Bien sûr, parmi les sujets « intimes » emplis de tourments, annonciateurs de créatures semblant surgir des recoins les plus secrets de l'inconscient, « Le Cauchemar » de Heinrich Füssli en est peut-être l'exemple le plus clair et le plus frappant, avec la pauvre fille entourée d'un groupe de monstruosités démoniaques et sombres. La robe ? Une robe de chambre, compte tenu de l'évidence du contexte nocturne ; il est toutefois bon de rappeler qu'à la même époque, les lourds paniers et les corsets oppressants du baroque tardif furent remplacés par de larges robes légères et vaporeuses, très proches du déshabillé du « Cauchemar », au nom d'une tendance qui restera dans l'histoire sous le nom de style Empire. En fin de compte, représenter – et porter – des vêtements amples et légers signifiait – et signifie toujours – consacrer les droits d'une affirmation existentielle, d'un choix d'attitudes célébrant le corps et sa liberté d'expression, tant physique que sexuelle, ouvrant la voie à une mode et, bien sûr, à un art qui, à l'époque contemporaine, aurait testé mille autres nuances d'une vie en termes de « lingerie ». À cet égard, il faut saluer Jacques Doucet – un couturier en réalité peu connu de l'histoire du costume – pour avoir officiellement épuré les vêtements typiques des sous-vêtements pour en faire des vêtements à porter au quotidien. Le courage et la créativité de Lady Duff Gordon, alias Lucile, couturière anglaise qui a également survécu au naufrage du Titanic, connue pour les transparences, pour les ourlets en « toile d'araignée » de ses créations, disait Gabriele d'Annunzio, directement inspirés de l'univers des dessous, ne sont pas moindres. D'autre part, n'est-ce pas le Poète lui-même qui a baptisé « Domina » - la maîtresse, la dominatrice, la maîtresse - la célèbre ligne de sous-vêtements-vêtements de Biki, autre splendide porte-parole de la mode italienne et l'un des précurseurs du Made in Italy ?
Passons à une époque plus récente, à un mélange d'art et de mode qui, entre la fin des années 60 et le début des années 70, grâce aux protagonistes du Body Art, exhibe les qualités et les lacérations parfois sanglantes des corps nus et à vif. Les performances extrêmes de Gina Pane ou de Marina Abramović, pour ne citer que quelques noms, sont comparables, par leurs objectifs et leurs intentions, à la philosophie vestimentaire de Sonia Rykiel, styliste et écrivaine parisienne qui, à la même époque, proposait des vêtements à porter sans sous-vêtements, en contact direct avec la peau, et qui les accompagnait de déclarations de liberté contenues dans des livres tels que « Et je la voudrais nue » (Paris, Grasset, 1979, dont un exemplaire est toujours disponible sur Amazon) : « Je croyais manipuler des tissus, de la laine, des couleurs, et en fait, je me retournais, je me déchirais.
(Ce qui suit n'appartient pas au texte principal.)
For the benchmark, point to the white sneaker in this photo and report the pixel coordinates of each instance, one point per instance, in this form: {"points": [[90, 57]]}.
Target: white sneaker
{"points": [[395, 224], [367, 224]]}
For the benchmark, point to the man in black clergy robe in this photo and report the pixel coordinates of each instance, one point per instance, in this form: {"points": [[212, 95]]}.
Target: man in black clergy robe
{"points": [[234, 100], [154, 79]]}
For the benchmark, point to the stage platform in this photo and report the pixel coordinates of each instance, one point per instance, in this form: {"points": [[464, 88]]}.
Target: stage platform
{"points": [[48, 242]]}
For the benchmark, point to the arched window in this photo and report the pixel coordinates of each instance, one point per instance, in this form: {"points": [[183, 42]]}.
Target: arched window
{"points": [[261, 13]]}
Je nouais, je coupais, mais en même temps, je déchirais mon corps. » Oui, s'écriait le créateur français : « Je la voudrais nue », dans la même condition adamique, ou presque, de Yoko Ono et John Lennon blottis entre les draps de Bed-in, dans un hymne de protestation contre la guerre qui fait rage au Vietnam, mais avec la même échelle de valeurs promue par un art qui ne sait que faire de la morale et de la respectabilité. Plus de couvre-lits, plus de couvertures, plus d'intimité.
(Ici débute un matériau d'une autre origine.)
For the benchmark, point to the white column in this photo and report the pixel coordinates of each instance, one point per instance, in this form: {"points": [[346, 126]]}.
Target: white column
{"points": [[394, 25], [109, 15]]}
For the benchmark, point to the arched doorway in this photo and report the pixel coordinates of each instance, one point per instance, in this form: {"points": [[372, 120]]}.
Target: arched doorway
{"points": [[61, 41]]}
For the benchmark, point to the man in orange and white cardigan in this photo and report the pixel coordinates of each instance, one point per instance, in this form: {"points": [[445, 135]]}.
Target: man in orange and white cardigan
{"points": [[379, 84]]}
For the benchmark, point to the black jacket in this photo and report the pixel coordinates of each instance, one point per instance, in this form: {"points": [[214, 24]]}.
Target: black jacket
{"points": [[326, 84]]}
En 1976, Rykiel crée à nouveau une veste d'hiver en duvet, illustrant une mode capable de rivaliser avec les expérimentations extrêmes du maître du dadaïsme, Marcel Duchamp, connu pour ses objets « tels quels » – les « ready-made » – et principale inspiration d'un autre champion des podiums, Martin Margiela. Ce dernier, suivant les traces de Rykiel et pour la collection automne-hiver 1999-2000, crée une série de manteaux-duvets à l'effet d'aliénation efficace grâce à la réinvention d'objets ménagers, comme rachetés, arrachés à leur anonymat. Il faut regarder la réalité avec des yeux différents, semble suggérer Margiela, vivre l'expérience quotidienne – la vraie, au contact de notre environnement le plus prosaïque et prévisible – avec une attitude renouvelée, capable de masser, de solliciter, de provoquer des sensations plus vives que la monotonie des habitudes et des conventions. Ce faisant, le designer belge nous ouvre un champ créatif riche de références existentielles, notamment avec les lits défaits, encore chauds de chaleur, qui figuraient sur des affiches géantes de Félix González-Torres dans les rues de New York. Un lit simple, banal, à réparer comme il y en a des millions d'autres, pourrait-on dire, sauf que sur la blancheur de ces mêmes draps se dessinent les contours d'une perte dramatique, d'un amour qui s'est terminé en une tragédie sans espoir : le lit des photos est le berceau où l'artiste a dormi avec son partenaire Ross, décédé du sida. Le « sommeil profond » si bien étudié par Yoshimoto dans son livre éponyme n'est donc pas un simple moment de ressourcement ; il prend alors l'allure d'une conscience beaucoup plus incisive, un réactif contre la patine des habitudes, quitte à exposer, comme González-Torres, ses propres tourments et fragilités.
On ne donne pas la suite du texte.